そこで、二度目の「シン・ゴジラ」を友人と観た。
もちろん友人は初めてで、出張の夜、浮いた時間を映画に費やすのも悪くないだろうと誘ったのだ。
二回目のそれは、映画への想いが、ゴジラのごとく急速に冷却された故、冷静に客観的に見ることができた。細々とした理解が払拭され、日本映画としての、どうしようもない脆弱な環境からくる、歯痒さを所々発見してしまったけれど、後半からの畳み掛けるような進展に、映画としての素晴らし他と、興奮のありかを、しっかりと再認識した。
これは、映画という表現方法が、場所と人を選ぶという、生きた環境に根深い依存性を持つ宿命故、日本でしか評価されない映画には違いないが、これを存分に楽しめる日本という環境に生まれ育ったことを、素直に喜び興奮したほうがいいと、諦めた。
友人はさほど興奮の色合いは薄かった。人それぞれだから致し方ない。かえってこの映画が万民向けでないと考えている僕としては、正当な表現であり、意外に人を選ぶ作品ではないかと思っている。

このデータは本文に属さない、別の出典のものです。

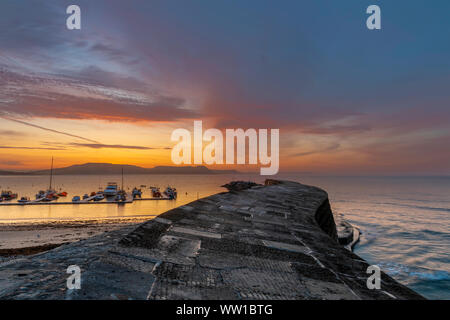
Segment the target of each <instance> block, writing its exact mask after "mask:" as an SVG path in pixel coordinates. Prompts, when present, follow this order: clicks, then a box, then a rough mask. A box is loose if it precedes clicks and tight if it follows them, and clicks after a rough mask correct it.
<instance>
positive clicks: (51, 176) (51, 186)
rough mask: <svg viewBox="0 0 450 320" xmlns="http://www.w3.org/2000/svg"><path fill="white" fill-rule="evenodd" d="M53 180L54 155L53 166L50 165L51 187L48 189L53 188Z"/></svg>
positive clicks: (52, 160)
mask: <svg viewBox="0 0 450 320" xmlns="http://www.w3.org/2000/svg"><path fill="white" fill-rule="evenodd" d="M52 180H53V157H52V166H51V167H50V187H49V188H48V190H52Z"/></svg>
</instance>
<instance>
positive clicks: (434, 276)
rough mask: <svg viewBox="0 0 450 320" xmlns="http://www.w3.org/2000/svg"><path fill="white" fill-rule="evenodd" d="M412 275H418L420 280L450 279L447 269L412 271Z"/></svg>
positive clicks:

これだけ、好意的に、それも、表現者として自ら創作している人や、卓越した審美感のある人が、こぞって称賛しているのが、不思議だ。さほど多くはない、必要としている観客が、無類の賛美を持って、誉めたたえる趣向の表現をしている作品の部類ではないかと思っている。
素晴らしい作品だけど、アニメのように、特殊な空間のみで強烈に愛玩されるフェチな表現をしている気がする。よくもわるくも庵野氏の作品だ。
どれだけ素晴らしかろうが、深夜帯で放映されているアニメを、両手を挙げて称賛することは非常に少ない。ましてや、権威に足を突っ込んだ、成人がそれを表立って歓喜するのはいまだかつてなかった。か、非常に少ない。ただ、宮崎アニメは別としてだが。
もしかしたら、本当は彼らも、庵野氏やその他アニメを表現媒体として選んだ創作者と、それらが作り出したアニメを、心のどこかでは称賛し、認めているのかもしれない。ただ、世間体や、他者の視線が、彼らの鋭敏な感覚が受け止めて、制御していたのかもしれない。紳士的対応として。
それが、実写としての映画としての、表現ならば、演出としてならば、気にせず、臆せず称賛の拍手を惜しみなく送ることができるのだから。願ったり叶ったりとなった。
全ては、妄想だから、そんなことはきっと微塵も彼らは認識していないのだろうけど。
とにかく、福島の静かな街で、久しぶりに映画館らしい映画館に入り、作品を楽しめたのはなんたる幸福だろう。それを、今は噛み締めている。